La Diocesi di Taranto risponde alle polemiche: «Non vogliamo via preferenziale»

Martedì 30 Marzo 2021

Nessun favoritismo. Nessuna richiesta di via preferenziale per rientrare prioritariamente nella campagna vaccinale. L'Arcidiocesi di Taranto spegne le polemiche che erano sorte nelle ultime ore e spiega quanto accaduto.

«In relazione alle polemiche sulle vaccinazioni anti Covid effettuate in questi giorni ai sacerdoti dell'Arcidiocesi di Taranto, questa stessa Arcidiocesi intende precisare e chiarire di non aver mai auspicato, chiesto e preteso trattamenti di favore, o corsie preferenziali e privilegiate, verso gli esponenti del clero».

LA NOTA UFFICIALE 

L'Arcidiocesi in una nota a firma del portavoce don Emanuele Ferro si difende e precisa: «Ci si è solo limitati a prospettare alle autorità la situazione delicata in cui gli stessi sacerdoti operano ogni giorno, a stretto contatto con le comunità di riferimento, e i potenziali rischi insiti in questa situazione. Non è stato mai rivendicato in nessuna occasione, e a nessun soggetto preposto, la priorità del vaccino anti Covid ai sacerdoti. È avvenuta solo una semplice informativa della situazione» e «le autorità hanno quindi ammesso a vaccinazioni anche i sacerdoti».
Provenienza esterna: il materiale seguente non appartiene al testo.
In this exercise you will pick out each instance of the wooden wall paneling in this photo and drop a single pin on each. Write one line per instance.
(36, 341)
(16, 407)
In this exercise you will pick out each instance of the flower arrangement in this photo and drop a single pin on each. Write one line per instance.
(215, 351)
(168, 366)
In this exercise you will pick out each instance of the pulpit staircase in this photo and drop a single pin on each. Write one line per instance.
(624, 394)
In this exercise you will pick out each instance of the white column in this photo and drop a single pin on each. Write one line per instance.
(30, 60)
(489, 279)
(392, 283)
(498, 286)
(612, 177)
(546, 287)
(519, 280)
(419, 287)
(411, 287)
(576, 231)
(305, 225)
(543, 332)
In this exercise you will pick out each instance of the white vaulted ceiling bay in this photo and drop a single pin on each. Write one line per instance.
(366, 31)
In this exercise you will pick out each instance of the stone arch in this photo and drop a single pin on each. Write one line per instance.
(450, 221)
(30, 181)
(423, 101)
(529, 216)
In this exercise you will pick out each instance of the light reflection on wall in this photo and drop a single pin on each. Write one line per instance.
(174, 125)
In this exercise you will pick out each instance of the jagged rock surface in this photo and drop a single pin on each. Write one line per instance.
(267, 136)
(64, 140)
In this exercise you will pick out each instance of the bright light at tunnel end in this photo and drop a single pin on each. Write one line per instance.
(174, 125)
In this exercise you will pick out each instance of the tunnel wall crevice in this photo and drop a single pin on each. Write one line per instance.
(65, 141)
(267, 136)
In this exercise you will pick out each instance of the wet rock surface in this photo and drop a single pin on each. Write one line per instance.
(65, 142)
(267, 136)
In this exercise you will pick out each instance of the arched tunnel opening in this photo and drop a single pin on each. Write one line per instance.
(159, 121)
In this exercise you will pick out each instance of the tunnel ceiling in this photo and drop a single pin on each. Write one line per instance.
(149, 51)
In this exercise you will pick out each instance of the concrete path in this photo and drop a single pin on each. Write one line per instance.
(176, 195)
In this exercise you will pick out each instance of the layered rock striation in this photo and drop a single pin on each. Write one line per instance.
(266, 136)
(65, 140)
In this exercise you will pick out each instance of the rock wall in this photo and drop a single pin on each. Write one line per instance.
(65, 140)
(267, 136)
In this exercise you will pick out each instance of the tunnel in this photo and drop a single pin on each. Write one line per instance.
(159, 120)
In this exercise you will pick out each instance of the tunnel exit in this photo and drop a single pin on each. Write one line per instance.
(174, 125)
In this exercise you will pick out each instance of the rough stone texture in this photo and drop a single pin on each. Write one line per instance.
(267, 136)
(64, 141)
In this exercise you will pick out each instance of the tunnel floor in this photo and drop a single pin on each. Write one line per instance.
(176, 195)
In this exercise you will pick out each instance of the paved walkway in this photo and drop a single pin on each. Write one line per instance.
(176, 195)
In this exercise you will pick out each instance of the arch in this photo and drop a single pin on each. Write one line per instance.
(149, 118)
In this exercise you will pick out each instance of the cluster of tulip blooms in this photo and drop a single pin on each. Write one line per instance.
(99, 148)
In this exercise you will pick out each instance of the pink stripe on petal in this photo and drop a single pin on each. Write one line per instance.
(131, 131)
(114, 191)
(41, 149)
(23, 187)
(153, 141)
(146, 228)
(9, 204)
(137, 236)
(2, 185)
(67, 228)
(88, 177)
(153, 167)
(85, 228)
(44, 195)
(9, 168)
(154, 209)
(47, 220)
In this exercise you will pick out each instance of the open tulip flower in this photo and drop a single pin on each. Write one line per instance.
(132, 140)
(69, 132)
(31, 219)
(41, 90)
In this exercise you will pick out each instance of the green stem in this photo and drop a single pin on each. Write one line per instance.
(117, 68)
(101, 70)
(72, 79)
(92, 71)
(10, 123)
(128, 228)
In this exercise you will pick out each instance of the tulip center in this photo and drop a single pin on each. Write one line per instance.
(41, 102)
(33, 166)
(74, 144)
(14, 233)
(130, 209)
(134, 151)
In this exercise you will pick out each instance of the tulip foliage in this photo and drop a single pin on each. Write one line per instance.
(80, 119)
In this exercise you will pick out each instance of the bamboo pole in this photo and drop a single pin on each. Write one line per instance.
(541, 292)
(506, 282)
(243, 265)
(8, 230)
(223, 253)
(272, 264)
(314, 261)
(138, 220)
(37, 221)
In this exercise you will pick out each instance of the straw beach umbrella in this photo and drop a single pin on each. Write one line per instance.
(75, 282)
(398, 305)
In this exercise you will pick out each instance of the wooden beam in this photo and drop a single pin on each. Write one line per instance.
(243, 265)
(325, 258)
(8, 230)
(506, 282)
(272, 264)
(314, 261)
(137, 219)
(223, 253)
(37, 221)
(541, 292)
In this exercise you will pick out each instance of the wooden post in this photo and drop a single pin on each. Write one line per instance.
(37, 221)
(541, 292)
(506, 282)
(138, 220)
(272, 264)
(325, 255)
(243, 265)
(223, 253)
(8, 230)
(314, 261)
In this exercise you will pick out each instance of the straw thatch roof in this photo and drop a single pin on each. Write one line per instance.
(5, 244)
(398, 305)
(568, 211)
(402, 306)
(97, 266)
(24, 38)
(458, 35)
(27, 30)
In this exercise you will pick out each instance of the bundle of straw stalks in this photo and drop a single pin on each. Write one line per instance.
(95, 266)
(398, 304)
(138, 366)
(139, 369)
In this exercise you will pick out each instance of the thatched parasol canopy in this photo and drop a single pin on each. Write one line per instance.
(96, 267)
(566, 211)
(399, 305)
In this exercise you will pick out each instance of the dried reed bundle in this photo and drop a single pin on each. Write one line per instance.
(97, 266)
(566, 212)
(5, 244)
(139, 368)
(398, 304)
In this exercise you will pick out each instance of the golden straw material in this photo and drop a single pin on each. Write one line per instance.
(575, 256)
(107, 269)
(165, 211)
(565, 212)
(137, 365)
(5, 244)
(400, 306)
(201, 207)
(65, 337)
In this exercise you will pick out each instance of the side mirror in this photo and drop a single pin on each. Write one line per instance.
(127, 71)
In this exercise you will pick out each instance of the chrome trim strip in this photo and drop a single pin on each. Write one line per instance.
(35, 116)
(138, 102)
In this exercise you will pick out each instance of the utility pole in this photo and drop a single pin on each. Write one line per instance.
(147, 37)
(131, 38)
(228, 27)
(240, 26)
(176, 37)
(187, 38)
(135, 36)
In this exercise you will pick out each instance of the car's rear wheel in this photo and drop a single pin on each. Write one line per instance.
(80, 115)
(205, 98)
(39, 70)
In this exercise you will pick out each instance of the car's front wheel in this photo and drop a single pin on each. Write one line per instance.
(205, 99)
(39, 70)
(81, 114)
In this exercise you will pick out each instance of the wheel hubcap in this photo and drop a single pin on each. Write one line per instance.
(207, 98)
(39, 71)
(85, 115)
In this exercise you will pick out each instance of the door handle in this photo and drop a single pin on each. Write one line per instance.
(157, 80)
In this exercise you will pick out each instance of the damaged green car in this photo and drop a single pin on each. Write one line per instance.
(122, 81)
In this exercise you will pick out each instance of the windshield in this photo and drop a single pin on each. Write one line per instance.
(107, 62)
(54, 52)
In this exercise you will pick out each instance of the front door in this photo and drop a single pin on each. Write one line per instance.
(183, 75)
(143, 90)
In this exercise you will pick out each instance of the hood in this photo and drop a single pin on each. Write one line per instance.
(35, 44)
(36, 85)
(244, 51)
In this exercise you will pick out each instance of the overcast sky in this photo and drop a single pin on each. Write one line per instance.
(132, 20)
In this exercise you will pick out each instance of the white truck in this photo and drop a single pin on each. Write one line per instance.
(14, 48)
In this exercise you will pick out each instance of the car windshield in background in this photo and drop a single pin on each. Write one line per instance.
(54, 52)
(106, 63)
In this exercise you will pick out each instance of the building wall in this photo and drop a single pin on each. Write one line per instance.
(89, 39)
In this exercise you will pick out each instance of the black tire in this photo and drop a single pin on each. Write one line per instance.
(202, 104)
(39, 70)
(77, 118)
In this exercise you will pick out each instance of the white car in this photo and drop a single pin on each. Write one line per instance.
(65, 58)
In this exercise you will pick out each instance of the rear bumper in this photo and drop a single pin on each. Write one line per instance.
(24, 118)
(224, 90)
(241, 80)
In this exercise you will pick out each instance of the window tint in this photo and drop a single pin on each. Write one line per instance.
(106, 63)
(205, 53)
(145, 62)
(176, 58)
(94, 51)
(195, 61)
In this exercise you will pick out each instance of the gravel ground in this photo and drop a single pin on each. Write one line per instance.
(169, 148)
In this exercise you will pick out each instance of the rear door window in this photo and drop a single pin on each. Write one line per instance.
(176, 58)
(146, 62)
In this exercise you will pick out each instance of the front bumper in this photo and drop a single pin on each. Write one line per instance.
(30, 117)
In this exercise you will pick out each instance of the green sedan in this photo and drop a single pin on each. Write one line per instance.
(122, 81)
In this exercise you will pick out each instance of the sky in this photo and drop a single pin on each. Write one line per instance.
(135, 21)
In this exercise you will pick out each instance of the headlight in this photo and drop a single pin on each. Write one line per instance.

L'Arcidiocesi aggiunge che «le vaccinazioni sono partite dai sacerdoti più anziani e fragili» e «il piano regionale anti Covid della Puglia ha previsto dal 22 marzo 2021 la possibilità di vaccinare il personale delle comunità religiose: il piano - evidenzia - fa riferimento ad una serie di categorie e indica chiaramente i Luoghi di comunità». Sul contatto con i cittadini e i relativi rischi, l'Arcidiocesi ricorda infine che «le parrocchie, già nella prima fase della pandemia, quando la situazione a Taranto non aveva raggiunto gli attuali livelli di criticità, sono state un importante avamposto in termini di aiuto, assistenza e solidarietà».